Same AI. Same prompts, roughly. Radically different commit history.

Why this matters

A Git history full of Pattern A commits is a Git history that can't be bisected, can't be reverted cleanly, can't be understood by anyone who joins the team later. Every tool that relies on commit granularity — git bisect, git revert, git blame, git log --follow — degrades to the point of uselessness.

Before AI, bad commits came from rushed developers. They were relatively rare because writing bad commits took effort too — a huge "fix stuff" commit still required the developer to write the code. Now, bad commits are effortless. AI produces working code fast, and if the developer doesn't pause to structure the commits, everything lands as one undifferentiated blob.

This is the amplification effect in its purest form: AI doesn't cause bad commit practice, but it removes the friction that used to limit how many bad commits a team could produce per day.

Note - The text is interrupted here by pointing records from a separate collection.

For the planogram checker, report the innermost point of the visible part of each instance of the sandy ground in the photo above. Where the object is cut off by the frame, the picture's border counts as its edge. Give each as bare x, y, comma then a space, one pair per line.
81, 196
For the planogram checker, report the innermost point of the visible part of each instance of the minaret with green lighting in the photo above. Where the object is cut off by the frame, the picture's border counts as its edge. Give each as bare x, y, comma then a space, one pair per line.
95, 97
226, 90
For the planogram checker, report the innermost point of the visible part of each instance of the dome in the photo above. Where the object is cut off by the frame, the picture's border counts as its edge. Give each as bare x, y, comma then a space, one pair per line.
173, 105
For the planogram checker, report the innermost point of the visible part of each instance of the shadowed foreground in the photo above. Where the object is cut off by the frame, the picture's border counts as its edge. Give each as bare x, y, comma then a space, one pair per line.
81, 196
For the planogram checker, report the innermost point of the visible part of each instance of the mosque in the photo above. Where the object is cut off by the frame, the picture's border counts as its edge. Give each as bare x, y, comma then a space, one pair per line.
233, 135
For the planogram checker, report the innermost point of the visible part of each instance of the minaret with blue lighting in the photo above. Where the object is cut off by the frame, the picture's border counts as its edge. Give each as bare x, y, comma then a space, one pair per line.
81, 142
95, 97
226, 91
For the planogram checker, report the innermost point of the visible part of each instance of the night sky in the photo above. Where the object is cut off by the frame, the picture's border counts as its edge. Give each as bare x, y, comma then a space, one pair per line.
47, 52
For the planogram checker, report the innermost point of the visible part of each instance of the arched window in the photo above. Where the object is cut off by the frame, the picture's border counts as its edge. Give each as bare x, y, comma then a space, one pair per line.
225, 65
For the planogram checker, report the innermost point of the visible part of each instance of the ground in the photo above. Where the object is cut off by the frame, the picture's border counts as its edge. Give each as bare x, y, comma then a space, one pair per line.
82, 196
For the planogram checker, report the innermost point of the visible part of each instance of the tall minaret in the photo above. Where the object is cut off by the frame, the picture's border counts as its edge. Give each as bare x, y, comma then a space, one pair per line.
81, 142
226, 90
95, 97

What senior AI-assisted developers do differently

If you've worked with a senior developer using Claude Code or Cursor for real production work, you'll notice they don't work the way demos suggest. Demos show a developer asking AI to build a feature, accepting the output, committing, done. Senior developers rarely work that way.

What they actually do:

They break work into commits before writing a single line. Before prompting AI, they think: "This feature needs three commits — the refactor, the new endpoint, the tests. I'll work on one at a time." Then they prompt AI per-commit, not per-feature.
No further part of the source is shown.